Introduction : L’état des lieux en matière de vérification des faits

Il existe deux types de vérification des faits : celle qui fait partie du processus rédactionnel avant la publication de l’article, et celle qui survient après la publication, lorsque les articles ou vidéos, les publications dans les médias sociaux ou les commentaires d’une personnalité publique sont remis en question. Cette fiche Hotsheet porte sur la vérification des faits avant la publication des articles, mais compte tenu de la place importante que les « fausses nouvelles » ont prise au cours des dernières années, il est important que tout journaliste soit sensibilisé à la question de la fausse information et participe à la lutte contre ce fléau.

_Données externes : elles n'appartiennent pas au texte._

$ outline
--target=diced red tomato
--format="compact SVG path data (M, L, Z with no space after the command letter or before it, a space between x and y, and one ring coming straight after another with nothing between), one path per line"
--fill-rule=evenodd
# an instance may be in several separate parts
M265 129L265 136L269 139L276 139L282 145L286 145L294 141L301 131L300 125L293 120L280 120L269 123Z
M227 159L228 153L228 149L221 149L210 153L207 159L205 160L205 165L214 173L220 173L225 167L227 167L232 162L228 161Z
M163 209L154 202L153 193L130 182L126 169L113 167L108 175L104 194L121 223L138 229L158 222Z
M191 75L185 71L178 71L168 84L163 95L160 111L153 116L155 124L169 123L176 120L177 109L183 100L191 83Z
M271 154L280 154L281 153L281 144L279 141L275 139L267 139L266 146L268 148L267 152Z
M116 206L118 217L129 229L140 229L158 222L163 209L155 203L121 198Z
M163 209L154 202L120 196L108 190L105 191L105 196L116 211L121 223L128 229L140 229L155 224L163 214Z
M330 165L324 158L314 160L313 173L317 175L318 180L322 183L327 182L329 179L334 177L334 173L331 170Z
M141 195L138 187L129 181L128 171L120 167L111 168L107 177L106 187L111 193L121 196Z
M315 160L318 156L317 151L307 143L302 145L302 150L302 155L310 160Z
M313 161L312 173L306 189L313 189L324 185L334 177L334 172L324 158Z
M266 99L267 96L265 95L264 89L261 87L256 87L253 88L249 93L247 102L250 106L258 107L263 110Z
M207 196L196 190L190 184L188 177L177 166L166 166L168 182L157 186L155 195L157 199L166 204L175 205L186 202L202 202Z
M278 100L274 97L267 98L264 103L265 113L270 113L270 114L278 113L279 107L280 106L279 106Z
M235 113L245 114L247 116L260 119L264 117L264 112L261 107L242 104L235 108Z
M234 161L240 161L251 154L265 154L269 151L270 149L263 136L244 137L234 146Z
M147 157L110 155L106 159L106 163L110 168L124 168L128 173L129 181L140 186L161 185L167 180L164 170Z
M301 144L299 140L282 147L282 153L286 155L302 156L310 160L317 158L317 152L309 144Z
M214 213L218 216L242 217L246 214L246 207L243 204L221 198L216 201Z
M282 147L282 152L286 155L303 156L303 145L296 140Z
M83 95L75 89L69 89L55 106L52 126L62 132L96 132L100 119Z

À titre d’exemple, le New York Times, Mother Jones, et BuzzFeed sont quelques exemples des publications qui ont récemment mis sur pied des « projets sur l’information erronée » afin d’identifier le contenu erroné présenté en ligne, en faisant appel, dans certains cas, à l’aide des lecteurs. L’article du spécialiste de la vérification des faits Brooke Borel, dans l’article « Fact-Checking Won’t Save Us From Fake News » paru dans FiveThirtyEight est un excellent point de départ et présente une opinion éclairante sur le sujet.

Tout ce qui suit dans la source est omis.